Reducing ingestion sampling rates will impact any **count** type metric. **Distribution** type metrics, for instance `duration` measures, are not impacted as the sampling is mostly uniform, the distribution of latencies remains representative of the traffic.

#### Monitors{% #monitors %}

Any **metric** monitor using metrics from spans is impacted by ingestion volume reduction. Metric monitors based on **trace.\_\_** metrics will remain accurate, because these metrics are calculated based on 100% of the traffic.

Count-based [**Trace analytics**](https://docs.datadoghq.com/monitors/types/apm/?tab=analytics) monitors are impacted as well. Check if you have trace analytics monitors created by looking for `type:trace-analytics` monitors in the manage monitors page.

## Assess your services' ingestion configuration{% #assess-your-services-ingestion-configuration %}

To assess the current state of applications' instrumentation, leverage the [Trace Ingestion Control page](https://docs.datadoghq.com/tracing/trace_pipeline/ingestion_controls) that provides detailed information on agent and tracing library configuration.

### Understanding if you are within your monthly ingestion allocation{% #understanding-if-you-are-within-your-monthly-ingestion-allocation %}

Use the ingestion monthly usage KPI to get an estimation of your usage compared to the monthly allocation of 150 GB of ingested spans per APM host (summed across all APM hosts).

{% image
   source="https://datadog-docs.imgix.net/images/tracing/guide/trace_ingestion_volume_control/ingestion_overage.b1db6c704216a7d9d1d3230f8932b2fb.png?auto=format"
   alt="Ingestion Overage KPI displaying 170 percent estimated monthly usage of 23.3 monthly available TB across all infrastructure" /%}

### Advanced APM usage investigation{% #advanced-apm-usage-investigation %}

The ingestion configuration can be investigated for each service.

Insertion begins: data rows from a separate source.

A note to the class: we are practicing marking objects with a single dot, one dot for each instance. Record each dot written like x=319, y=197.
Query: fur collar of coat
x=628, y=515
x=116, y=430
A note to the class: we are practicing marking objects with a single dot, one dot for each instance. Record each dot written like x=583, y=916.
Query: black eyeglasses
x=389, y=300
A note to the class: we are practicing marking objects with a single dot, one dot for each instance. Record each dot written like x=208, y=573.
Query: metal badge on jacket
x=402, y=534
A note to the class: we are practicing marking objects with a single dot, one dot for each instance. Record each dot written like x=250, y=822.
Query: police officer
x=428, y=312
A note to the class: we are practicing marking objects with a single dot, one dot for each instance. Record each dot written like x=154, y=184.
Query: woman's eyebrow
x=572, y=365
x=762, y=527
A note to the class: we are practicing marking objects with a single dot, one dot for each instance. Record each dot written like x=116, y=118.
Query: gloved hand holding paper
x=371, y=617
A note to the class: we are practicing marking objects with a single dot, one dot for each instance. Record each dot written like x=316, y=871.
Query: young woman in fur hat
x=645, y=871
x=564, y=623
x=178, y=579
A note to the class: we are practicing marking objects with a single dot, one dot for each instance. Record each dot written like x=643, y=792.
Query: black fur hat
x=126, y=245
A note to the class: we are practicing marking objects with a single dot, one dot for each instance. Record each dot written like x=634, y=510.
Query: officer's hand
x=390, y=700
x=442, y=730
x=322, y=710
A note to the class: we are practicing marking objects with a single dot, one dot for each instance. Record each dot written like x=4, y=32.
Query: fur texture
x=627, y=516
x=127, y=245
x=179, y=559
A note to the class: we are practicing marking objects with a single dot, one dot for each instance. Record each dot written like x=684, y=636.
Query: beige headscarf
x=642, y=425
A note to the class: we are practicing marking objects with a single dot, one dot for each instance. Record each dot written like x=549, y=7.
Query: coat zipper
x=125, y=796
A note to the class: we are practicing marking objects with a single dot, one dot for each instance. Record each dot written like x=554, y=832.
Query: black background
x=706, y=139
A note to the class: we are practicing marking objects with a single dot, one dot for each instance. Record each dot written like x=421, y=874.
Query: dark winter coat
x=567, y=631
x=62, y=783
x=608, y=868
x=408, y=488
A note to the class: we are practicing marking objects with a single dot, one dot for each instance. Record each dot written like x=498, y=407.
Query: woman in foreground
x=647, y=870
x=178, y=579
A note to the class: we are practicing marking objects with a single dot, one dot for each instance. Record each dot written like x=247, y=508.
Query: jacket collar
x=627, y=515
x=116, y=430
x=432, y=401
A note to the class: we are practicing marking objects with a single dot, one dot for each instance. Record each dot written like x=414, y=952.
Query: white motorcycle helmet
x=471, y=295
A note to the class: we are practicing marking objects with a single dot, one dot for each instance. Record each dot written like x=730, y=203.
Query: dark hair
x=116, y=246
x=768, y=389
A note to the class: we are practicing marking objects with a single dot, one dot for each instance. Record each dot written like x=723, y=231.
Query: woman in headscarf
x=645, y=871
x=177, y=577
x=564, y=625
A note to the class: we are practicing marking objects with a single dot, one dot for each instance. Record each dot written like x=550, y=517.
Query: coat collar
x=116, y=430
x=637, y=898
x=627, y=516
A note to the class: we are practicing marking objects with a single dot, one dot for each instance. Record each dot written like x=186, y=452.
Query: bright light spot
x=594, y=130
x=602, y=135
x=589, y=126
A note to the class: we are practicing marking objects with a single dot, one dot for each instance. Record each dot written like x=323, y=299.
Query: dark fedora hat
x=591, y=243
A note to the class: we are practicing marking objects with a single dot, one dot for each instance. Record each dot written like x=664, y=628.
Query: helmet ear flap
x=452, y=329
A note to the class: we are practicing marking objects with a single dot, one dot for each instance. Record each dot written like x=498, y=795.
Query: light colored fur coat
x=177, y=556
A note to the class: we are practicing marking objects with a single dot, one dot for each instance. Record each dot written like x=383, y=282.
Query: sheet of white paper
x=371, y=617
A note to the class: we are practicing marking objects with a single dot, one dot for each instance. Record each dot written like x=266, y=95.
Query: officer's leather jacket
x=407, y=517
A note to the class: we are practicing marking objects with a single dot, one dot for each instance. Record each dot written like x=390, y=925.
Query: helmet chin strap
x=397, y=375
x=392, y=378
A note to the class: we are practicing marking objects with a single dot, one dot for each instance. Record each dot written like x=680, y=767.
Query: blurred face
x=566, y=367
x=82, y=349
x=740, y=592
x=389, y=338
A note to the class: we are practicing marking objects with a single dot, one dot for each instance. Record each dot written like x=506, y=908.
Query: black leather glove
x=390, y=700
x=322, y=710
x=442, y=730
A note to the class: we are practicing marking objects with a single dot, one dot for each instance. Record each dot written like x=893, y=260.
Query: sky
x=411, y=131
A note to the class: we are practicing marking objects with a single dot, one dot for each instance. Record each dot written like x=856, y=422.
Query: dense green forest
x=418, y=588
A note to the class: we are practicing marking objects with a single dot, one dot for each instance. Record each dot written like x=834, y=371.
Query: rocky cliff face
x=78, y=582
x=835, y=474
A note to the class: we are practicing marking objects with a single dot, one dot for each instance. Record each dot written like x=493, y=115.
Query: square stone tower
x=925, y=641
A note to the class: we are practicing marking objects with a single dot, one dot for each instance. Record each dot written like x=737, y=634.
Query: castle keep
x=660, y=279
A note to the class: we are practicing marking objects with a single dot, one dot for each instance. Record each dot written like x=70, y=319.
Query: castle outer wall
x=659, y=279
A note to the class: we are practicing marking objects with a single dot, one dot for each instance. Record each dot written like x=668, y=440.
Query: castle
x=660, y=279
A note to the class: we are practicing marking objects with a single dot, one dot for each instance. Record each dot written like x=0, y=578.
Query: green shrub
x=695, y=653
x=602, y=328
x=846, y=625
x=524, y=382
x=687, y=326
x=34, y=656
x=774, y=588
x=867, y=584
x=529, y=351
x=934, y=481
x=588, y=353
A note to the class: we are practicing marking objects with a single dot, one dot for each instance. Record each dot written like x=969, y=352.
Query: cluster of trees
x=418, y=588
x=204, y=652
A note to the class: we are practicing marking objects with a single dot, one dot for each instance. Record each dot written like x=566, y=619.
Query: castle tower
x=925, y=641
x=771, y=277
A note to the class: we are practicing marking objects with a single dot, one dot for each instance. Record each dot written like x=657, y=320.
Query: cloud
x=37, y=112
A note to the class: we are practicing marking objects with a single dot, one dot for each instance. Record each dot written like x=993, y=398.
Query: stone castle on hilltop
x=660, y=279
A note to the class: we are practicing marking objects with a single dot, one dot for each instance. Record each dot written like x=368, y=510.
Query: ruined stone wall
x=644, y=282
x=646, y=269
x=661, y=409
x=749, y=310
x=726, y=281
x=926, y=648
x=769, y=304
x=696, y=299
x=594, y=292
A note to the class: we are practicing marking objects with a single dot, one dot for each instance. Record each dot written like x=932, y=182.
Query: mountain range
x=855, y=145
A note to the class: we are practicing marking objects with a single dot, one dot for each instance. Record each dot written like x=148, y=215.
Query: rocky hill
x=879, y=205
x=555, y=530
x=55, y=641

Click on a service row to see the Service Ingestion Summary, which surfaces:

- **Ingestion reason breakdown**: which [ingestion mechanism](https://docs.datadoghq.com/tracing/trace_pipeline/ingestion_mechanisms/) is responsible for the ingestion volume
- **Top sampling decision makers**: which upstream services are taking sampling decisions for the spans ingested in regards to the [default ingestion mechanism](https://docs.datadoghq.com/tracing/trace_pipeline/ingestion_mechanisms/#head-based-sampling)

An [out-of-the-box dashboard](https://docs.datadoghq.com/tracing/trace_pipeline/metrics/) is also available to get more insights on historical trends related to your ingestion usage and volume. Clone this dashboard to be able to edit widgets and perform further analysis.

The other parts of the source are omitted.